What is Arm Ultrasound?
The Arm Ultrasound is a non-invasive diagnostic exam that captures images of the muscles, tendons, ligaments, bones, and bursae within and around the arm. Ultrasound is a very safe and reliable diagnostic imaging resource that assesses pathology and guides physicians towards your individualized treatment plan.
The following is a non-exhaustive list of items diagnostic arm ultrasound can provide information regarding:
- Obstruction or injury to arteries and veins
- Cysts, tumors, growths or lumps.
Should you have any concern of arm signs or symptoms, a referral from a general practitioner or family doctor is required for a diagnostic arm ultrasound.

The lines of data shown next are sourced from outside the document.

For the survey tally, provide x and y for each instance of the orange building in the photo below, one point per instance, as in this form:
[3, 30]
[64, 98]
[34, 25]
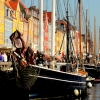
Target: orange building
[2, 9]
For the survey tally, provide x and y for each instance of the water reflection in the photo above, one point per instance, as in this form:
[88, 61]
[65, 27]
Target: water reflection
[93, 94]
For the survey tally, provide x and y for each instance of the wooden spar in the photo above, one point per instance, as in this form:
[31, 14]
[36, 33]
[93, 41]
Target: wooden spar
[80, 25]
[94, 37]
[86, 30]
[99, 39]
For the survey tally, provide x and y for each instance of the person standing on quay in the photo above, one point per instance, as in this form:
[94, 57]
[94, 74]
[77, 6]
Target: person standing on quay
[4, 56]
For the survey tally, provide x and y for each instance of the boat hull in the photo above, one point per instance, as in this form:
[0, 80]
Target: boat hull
[93, 71]
[49, 83]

HOW TO PREPARE FOR MY ARM ULTRASOUND
There are no specific preparations necessary for the arm ultrasound. Dress in clothes that allow for easy access to examine the arm, otherwise, a medical gown will be provided.
A water-based gel is used to improve the transmission of the ultrasound waves; however, should you have any allergies to gel it is important to let the ultrasound technician know. In addition, please let the ultrasound technician know if you have had any previous surgery around the imaged area.
If you are pregnant, or suspect that you may be pregnant, please notify your doctor. If you have any queries or concerns with preparing for your ultrasound, please discuss these with your physician before your appointment.
WHAT TO EXPECT DURING MY ARM ULTRASOUND APPOINTMENT
Upon arrival, you will be shown to a private room where the ultrasound technician will offer you a medical gown to change into if needed. You will be asked to remove any jewelry that may interfere with the ultrasound procedure. When ready, the ultrasound technician will apply a small amount of a water-based gel to the transducer head, and gently move it along elbow with mild to moderate pressure to capture clear images. Once finished, you will be able to wipe off the gel and get dressed.
The assessment will be approximately 15 minutes long for one arm and 30 minutes for both.
Soon after your appointment, a radiologist will review your images and send a report of your diagnosis to your general practitioner or family physician. Once the report is reviewed, your doctor will contact you with the results.